The 4:00 Mile -- there is something so perfect about that distance, that time, and that goal. 4 laps in 4 minutes, averaging less than 60 seconds for each lap. No other achievement is so well known, so perfectly crafted to inspire, and still so exclusive after more than 50 years since Roger Bannister made the inaugural break though on the Iffley Road track in Oxford on May 6th, 1954.
Other sports may claim to have pinnacle goals equal to the majesty of the 4:00 Mile. But they would be wrong. Golf's hole in one? Too much magical luck involved. Bowling's 300 game? Too easily achieved. Basketball's triple double, baseball's .300 batting average or 20 win season, hockey's hat trick - all are events to be celebrated, to be sure. But none can really compare to the dedication, the solitary achievement, and the grandeur that accompany breaking 4 minutes in the Mile.
Running a sub-4:00 Mile is held in such high regard that the sport we love keeps slavish account of all those who have achieved this special goal. Track & Field News - one of the sport's most widely-read and respected publications - pays subtle but sincere tribute to each new American to join this exclusive club. TFN does so by noting each new American sub-4:00 performance with a number that indicates how many Americans - including this most recent sub-4:00 performer - have now broken the magical barrier.

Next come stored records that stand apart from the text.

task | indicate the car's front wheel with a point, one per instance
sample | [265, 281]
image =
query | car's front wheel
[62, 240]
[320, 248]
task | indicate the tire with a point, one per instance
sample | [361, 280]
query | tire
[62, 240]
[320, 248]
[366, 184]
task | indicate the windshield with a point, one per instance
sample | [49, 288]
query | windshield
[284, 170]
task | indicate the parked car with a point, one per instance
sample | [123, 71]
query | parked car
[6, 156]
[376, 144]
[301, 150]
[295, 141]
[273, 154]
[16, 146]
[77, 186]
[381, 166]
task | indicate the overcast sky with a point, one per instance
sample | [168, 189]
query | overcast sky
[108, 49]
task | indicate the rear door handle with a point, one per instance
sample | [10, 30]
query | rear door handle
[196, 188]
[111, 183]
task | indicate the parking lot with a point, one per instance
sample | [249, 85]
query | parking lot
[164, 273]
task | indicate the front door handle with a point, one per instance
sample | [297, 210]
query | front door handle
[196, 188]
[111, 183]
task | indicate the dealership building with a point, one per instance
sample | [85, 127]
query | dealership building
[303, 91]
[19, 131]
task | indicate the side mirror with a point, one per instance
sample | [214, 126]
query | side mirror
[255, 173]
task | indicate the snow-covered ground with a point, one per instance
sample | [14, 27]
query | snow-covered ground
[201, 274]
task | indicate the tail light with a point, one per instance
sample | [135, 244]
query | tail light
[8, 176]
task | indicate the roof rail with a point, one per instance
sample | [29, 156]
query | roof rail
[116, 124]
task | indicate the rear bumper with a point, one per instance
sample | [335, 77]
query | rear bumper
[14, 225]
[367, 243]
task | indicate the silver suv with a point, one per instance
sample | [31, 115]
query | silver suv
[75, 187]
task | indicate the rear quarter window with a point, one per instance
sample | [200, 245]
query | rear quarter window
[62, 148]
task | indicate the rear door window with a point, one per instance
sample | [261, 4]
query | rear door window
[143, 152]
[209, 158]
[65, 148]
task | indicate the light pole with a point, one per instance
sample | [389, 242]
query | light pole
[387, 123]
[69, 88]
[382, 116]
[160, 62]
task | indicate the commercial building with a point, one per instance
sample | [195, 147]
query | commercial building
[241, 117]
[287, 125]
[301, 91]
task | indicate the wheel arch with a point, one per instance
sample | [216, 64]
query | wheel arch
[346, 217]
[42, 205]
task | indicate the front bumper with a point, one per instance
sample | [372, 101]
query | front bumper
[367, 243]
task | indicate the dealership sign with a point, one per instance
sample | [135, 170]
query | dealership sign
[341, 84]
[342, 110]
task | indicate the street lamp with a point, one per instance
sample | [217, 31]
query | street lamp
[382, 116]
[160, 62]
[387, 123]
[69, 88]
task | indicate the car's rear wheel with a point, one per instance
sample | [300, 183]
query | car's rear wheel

This year there is a special sense of anticipation surrounding new U.S. entrants into the sub-4:00 fraternity. The excitement builds as the total number of American Milers who have broken 4:00 closes in on 400 - a total that will likely be surpassed sometime prior to Mother's Day. But it wasn't always that way. After Bannister's groundbreaking Mile in the spring of 1954, it was over three years until the first American [Cal's Don Bowden - TFN's #1] turned the trick. By the 10th anniversary of Bannister's feat, only 9 Americans had broken 4:00. Slowly, the pace of the American onslaught on 4:00 gradually rose, but ultimately plateaued. And for decades roughly 6 new American Milers entered the Sub-4:00 Club each year. By the 20th anniversary of Bannister's feat, 69 U.S. Milers had dipped under 4:00; by the 30th anniversary, 133 had done so; by the 40th anniversary, 196 U.S. Milers had broken the coveted standard; and by the 50th anniversary, the total number of American Milers under 4:00 had risen to 259. But since the 50th anniversary of Bannister's legendary Mile, there has been an explosion of elite Miling in the U.S. Since then - not quite 9 years - 138 new American sub-4:00 Milers as of this writing - over 15 new members per year - have been added to this exclusive list. In 2012 - last year alone - 23 new American Milers joined the sub-4 ranks.